The ECB said: “The governing council will have an ad hoc meeting on Wednesday to discuss current market conditions.”
The move raised investor expectations that it was preparing to announce a policy instrument to prevent the recent sell-off in bonds of certain countries from triggering another debt crisis in the region.
The euro reversed some of its losses, rising 0.5 percentage points against the dollar to $1.0475 early on Wednesday, after the ECB statement was reported by newswires.
Borrowing costs for heavily indebted countries such as Italy and Spain have shot to eight-year highs, since the ECB last week signalled an end to the ultra-loose monetary policy of the past decade by announcing plans to stop buying more bonds and to start raising interest rates.
The gap between Italian and German borrowing costs — the so-called spread — has widened to 2.4 percentage points, double last year’s level and up from about 2 percentage points before last week’s ECB meeting.

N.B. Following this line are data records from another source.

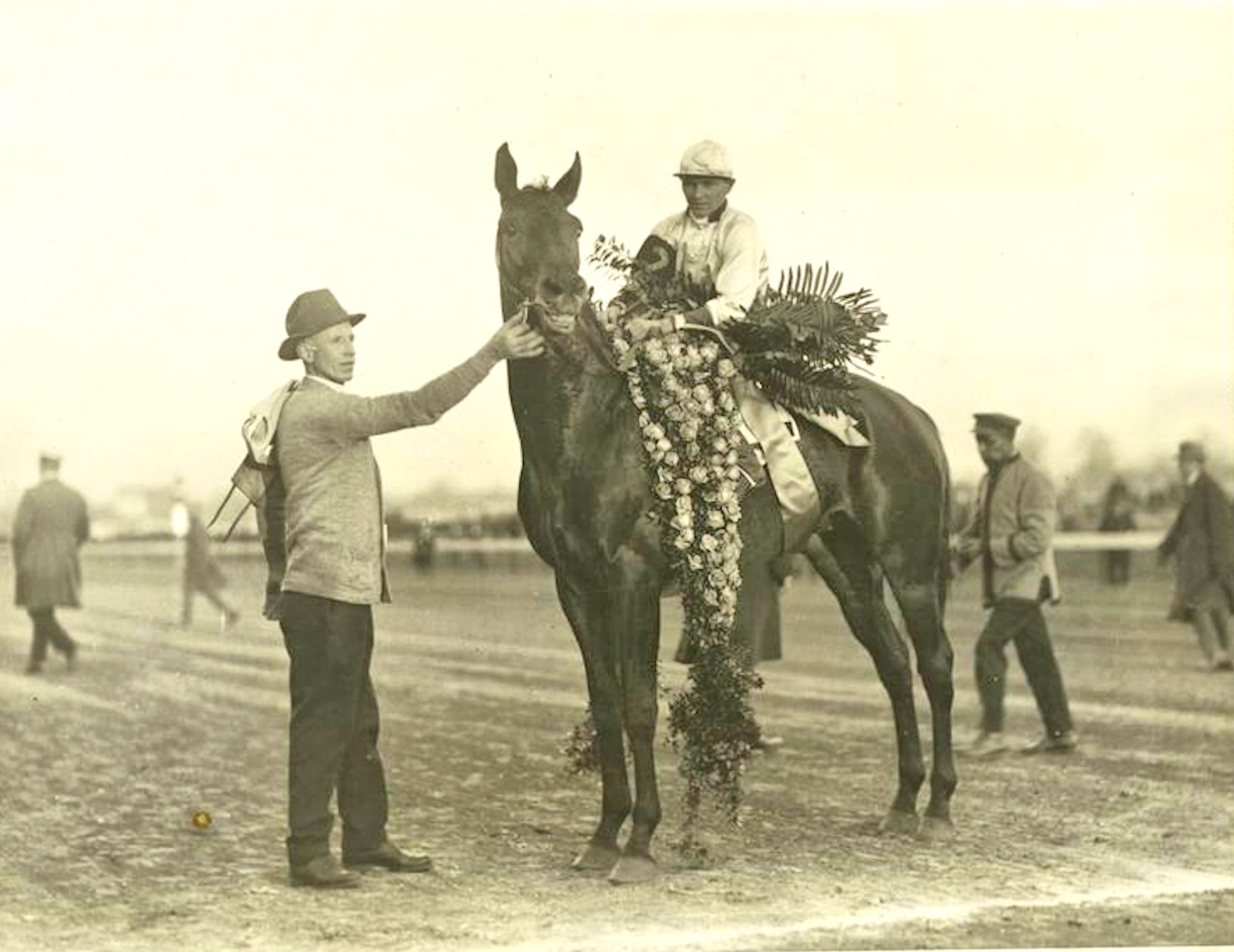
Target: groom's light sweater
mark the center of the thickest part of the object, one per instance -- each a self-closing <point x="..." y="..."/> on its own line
<point x="335" y="539"/>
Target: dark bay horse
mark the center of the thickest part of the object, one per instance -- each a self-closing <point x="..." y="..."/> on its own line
<point x="585" y="499"/>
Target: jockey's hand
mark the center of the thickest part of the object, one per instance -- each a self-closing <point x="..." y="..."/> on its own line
<point x="642" y="328"/>
<point x="517" y="340"/>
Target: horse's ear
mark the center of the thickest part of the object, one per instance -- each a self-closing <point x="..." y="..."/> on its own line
<point x="506" y="175"/>
<point x="568" y="185"/>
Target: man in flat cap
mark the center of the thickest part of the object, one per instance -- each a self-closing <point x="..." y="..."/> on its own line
<point x="335" y="572"/>
<point x="52" y="523"/>
<point x="1011" y="533"/>
<point x="1202" y="540"/>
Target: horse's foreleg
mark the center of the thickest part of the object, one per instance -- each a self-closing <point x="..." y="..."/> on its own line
<point x="635" y="627"/>
<point x="923" y="618"/>
<point x="587" y="619"/>
<point x="857" y="583"/>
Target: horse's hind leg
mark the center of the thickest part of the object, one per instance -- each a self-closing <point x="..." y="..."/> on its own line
<point x="854" y="577"/>
<point x="633" y="620"/>
<point x="601" y="851"/>
<point x="922" y="608"/>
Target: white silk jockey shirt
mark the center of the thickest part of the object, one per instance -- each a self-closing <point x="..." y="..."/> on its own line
<point x="724" y="251"/>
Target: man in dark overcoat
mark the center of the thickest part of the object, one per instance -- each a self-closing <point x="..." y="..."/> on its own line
<point x="1202" y="543"/>
<point x="52" y="523"/>
<point x="1012" y="533"/>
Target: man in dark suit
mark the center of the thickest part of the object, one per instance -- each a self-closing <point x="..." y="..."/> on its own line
<point x="1202" y="539"/>
<point x="52" y="524"/>
<point x="1012" y="534"/>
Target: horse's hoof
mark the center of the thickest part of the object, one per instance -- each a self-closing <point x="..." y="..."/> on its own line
<point x="633" y="869"/>
<point x="597" y="859"/>
<point x="936" y="829"/>
<point x="898" y="823"/>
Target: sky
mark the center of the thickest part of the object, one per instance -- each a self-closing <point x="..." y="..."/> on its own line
<point x="1040" y="197"/>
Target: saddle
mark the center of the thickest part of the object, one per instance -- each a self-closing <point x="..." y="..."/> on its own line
<point x="774" y="436"/>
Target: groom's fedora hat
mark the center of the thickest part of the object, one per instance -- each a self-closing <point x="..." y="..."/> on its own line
<point x="310" y="313"/>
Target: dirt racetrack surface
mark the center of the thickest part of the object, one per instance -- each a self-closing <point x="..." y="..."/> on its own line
<point x="1129" y="841"/>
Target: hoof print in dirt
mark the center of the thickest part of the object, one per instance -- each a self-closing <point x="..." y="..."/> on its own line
<point x="898" y="823"/>
<point x="936" y="830"/>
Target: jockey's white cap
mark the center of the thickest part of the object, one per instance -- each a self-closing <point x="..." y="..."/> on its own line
<point x="706" y="159"/>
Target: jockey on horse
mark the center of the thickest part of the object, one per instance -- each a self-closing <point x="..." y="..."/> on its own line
<point x="720" y="250"/>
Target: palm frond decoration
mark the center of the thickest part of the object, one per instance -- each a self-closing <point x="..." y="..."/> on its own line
<point x="799" y="341"/>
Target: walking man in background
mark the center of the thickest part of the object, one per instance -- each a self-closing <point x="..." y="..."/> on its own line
<point x="1202" y="539"/>
<point x="200" y="570"/>
<point x="1011" y="533"/>
<point x="52" y="524"/>
<point x="335" y="574"/>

ECB executive board member Isabel Schnabel indicated in a speech on Tuesday evening that the central bank was getting closer to the point where it would intervene in bond markets, saying “some borrowers have seen significantly larger changes in financing conditions than others since the start of the year”.
She added: “Such changes in financing conditions may constitute an impairment in the transmission of monetary policy that requires close monitoring.”